CSS3 functions don’t stop at content styles and opacity ranges. With a little editing you can even create a beautiful hover style form as shown in this tutorial. While it may not be best to use this in common practice for creating your forms for sites, it wouldn’t hurt to take a couple of the lessons learned here and ‘Frankenstein’ this effect for other visual areas on your sites display.
CSS3 Gradient Generator
This little gem doesn’t need much of an introduction without the name saying it all. CSS3 Gradient Generator. Yup, that’s right. With CSS3 your days of creating background gradient images for buttons and boxes can now take a hike. Simply use this little generator to create the gradient you want to your hearts content. Grab the code, paste it in and voilà!
Polaroids with CSS3 was one of the more innovative and creative tutorials we found when dealing with the new functions that CSS3 brings. Take a traditional list of images into a creative and fun set of polaroid pictures. Take a new approach to image galleries and more. Also scalable!
Who doesn’t love a good sub-level dropdown menu? Even better, who doesn’t love a sub-level dropdown menu using only your styles? Well check out this step-by-step write up of how to create one using only the border-radius, box-shadow, and text-shadow elements of CSS3. This dropdown menu renders great on Firefox, Safari and Chrome. As a special bonus it also works on non-CSS3 compitable browsers such as IE7+ sans the rounded corners and shadow elements.
With CSS3 and the @font-face property we are now able to find solutions to add truetype (ttf) and opentype (otf) into our designs without making them graphics. This little tool can give you a better idea of the way the web will display any graphic type you decide to substitute in your design. Check out Font Dragr, simply drag in the fonts you want to use and check out how they display. Pretty nifty!
Janko At Warp Speed
If there is anything that looks fantastic on the web it’s the letterpress / emboss effect to typography. With our old ways this effect wasn’t very obtainable without the use of our chosen graphic software, but now with the functions of the text-shadow property we can now letterpress and emboss text with ease. Always a thumbs up!

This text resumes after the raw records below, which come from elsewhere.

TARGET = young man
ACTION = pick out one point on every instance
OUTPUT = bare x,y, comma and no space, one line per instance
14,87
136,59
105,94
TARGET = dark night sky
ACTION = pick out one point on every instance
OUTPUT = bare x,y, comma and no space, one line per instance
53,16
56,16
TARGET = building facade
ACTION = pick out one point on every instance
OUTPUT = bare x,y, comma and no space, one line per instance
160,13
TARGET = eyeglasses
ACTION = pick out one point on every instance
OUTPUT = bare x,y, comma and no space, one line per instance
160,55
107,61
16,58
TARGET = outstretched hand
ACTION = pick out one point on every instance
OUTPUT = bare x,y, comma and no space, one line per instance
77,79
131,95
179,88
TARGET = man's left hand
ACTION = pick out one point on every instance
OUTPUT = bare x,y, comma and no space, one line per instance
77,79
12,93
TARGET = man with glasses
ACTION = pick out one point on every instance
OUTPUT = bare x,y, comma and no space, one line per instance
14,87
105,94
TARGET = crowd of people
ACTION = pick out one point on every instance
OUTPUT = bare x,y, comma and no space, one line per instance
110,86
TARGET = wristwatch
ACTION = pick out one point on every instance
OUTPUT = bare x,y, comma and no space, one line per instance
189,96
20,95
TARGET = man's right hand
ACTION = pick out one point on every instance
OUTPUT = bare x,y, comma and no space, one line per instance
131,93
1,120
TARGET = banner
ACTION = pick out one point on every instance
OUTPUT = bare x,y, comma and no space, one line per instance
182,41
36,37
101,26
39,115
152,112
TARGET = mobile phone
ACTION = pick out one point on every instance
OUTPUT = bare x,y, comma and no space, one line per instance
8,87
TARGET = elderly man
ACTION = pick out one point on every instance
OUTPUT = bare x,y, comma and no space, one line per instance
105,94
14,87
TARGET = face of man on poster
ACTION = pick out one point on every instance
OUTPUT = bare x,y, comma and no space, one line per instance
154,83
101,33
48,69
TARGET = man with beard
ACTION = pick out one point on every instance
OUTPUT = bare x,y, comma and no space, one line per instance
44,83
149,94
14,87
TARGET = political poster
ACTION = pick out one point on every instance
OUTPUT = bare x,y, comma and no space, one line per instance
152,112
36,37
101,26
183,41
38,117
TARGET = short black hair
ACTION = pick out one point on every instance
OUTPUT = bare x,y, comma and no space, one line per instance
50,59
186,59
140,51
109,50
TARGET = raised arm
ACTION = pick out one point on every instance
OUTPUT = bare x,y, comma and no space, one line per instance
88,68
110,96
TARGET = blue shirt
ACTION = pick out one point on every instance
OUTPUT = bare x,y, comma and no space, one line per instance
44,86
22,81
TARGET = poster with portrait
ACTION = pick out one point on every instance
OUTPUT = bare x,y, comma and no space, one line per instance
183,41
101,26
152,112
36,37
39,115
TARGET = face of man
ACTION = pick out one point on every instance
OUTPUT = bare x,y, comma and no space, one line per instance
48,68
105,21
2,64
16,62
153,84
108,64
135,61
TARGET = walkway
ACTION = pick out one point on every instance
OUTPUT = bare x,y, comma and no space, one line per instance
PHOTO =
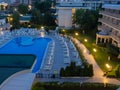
98,73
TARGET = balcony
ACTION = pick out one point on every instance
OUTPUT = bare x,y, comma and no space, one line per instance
116,16
110,24
116,38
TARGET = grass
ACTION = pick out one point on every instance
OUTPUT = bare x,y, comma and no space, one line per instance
101,55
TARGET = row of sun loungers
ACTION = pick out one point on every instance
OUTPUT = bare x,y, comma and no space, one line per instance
69,51
8,35
49,58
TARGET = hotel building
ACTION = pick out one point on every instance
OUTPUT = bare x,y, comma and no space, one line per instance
110,28
66,8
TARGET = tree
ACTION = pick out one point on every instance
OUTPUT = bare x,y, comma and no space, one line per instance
37,86
23,9
48,19
15,21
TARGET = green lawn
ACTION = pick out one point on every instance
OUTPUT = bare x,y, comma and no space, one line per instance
101,55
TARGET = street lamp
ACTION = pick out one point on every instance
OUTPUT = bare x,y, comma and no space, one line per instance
85,40
108,66
76,34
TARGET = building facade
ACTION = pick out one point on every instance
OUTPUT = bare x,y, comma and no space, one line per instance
110,28
111,1
66,8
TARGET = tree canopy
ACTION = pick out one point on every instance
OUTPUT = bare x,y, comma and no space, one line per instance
86,19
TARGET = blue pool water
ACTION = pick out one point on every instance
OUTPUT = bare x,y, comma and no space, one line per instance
27,45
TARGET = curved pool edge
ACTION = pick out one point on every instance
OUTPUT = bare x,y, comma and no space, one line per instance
43,55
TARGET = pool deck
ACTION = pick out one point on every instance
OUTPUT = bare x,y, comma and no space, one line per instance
24,81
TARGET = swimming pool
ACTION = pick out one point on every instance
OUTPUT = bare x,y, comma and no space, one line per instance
27,45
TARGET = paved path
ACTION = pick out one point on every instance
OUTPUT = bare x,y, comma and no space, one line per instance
98,73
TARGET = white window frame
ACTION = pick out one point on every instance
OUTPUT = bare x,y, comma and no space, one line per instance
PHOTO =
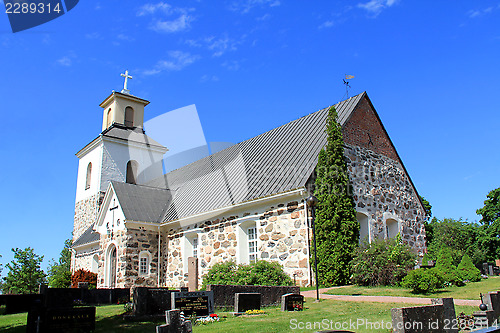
144,256
252,243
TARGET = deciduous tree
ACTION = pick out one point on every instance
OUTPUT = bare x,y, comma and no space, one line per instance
489,239
60,271
337,230
25,274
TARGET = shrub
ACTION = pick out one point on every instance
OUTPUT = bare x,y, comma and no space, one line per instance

Just when we can’t say enough about new CSS3 properties we stumble upon this fantastic new feature. The Column property. Just imagine, someday floating columns will be a thing of the past and hopefully with more support for CSS3 in the future we can say goodbye to it for it good. Checkout this tutorial on how to make multi-columns and prepare to be taken back by the simplicity of it all.
Working on an espionage, viral campaign site, or just want your site to have a little element of mystery to it? This might be of great use to you and is super simple. Create hidden message within your text that can only be revealed by selecting the text and styling it with the :selection declaration.
Want to give your file links a little more stage time? Try using this great technique presented by CSS3.info. With CSS 3 selectors, you can use the same technique for any tag which has an attribute. What this means is you can easily give a type of document link ( i.e. PDF ) a certain icon and the selector attribute will recognize the file type and give that link a PDF icon. Fantastic.
Lastly, check out this demo application of the CSS3 border-image property. As stated in this demo ‘The border-image property is tricky in the way it takes a single image and turns it into a complete object border for any sized element.’ We couldn’t agree more, however can be worth it in the end when executed properly.